Segundo representantes dos grupos envolvidos, o trabalho contou com a participação de dezenas de pessoas que atuaram voluntariamente na construção dos projetos, na coleta de documentação e na articulação junto aos órgãos responsáveis. Apesar do esforço, as cidades ficaram de fora da seleção, situação que gerou indignação e cobranças aos representantes políticos da região.
As críticas são direcionadas a parlamentares e lideranças políticas que receberam apoio eleitoral expressivo nos municípios e que, na avaliação dos moradores, não atuaram com a efetividade necessária para garantir a inclusão das propostas habitacionais. Para os organizadores da mobilização, houve falha de articulação política e institucional em um momento decisivo para milhares de famílias.
A estimativa é de que mais de duas mil pessoas tenham sido diretamente prejudicadas pela não aprovação das unidades habitacionais. Entre os afetados estão jovens em busca da primeira moradia, mulheres chefes de família, mães solo, mães atípicas e pessoas com deficiência, grupos que enfrentam maiores dificuldades de acesso à habitação.
Diante do cenário, lideranças locais iniciaram uma mobilização para sensibilizar deputados e representantes do campo político alinhado às demandas da região, solicitando apoio para reverter a situação e buscar novas oportunidades de inclusão no programa federal.

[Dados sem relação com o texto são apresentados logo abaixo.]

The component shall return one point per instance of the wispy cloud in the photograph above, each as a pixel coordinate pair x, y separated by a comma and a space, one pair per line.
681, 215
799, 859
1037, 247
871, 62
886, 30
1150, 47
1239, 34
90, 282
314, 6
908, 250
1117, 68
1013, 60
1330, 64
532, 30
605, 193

Os moradores argumentam que os municípios demonstraram forte apoio eleitoral ao governo federal nas últimas eleições e defendem que esse respaldo político deve ser acompanhado por respostas concretas às demandas sociais mais urgentes. Para os grupos organizados, a garantia do direito à moradia precisa se transformar em prioridade efetiva nas agendas dos representantes eleitos.
Enquanto aguardam uma solução, as famílias seguem cobrando transparência sobre os critérios adotados e maior empenho das autoridades responsáveis para que os projetos habitacionais possam ser retomados e atendam uma demanda histórica da região.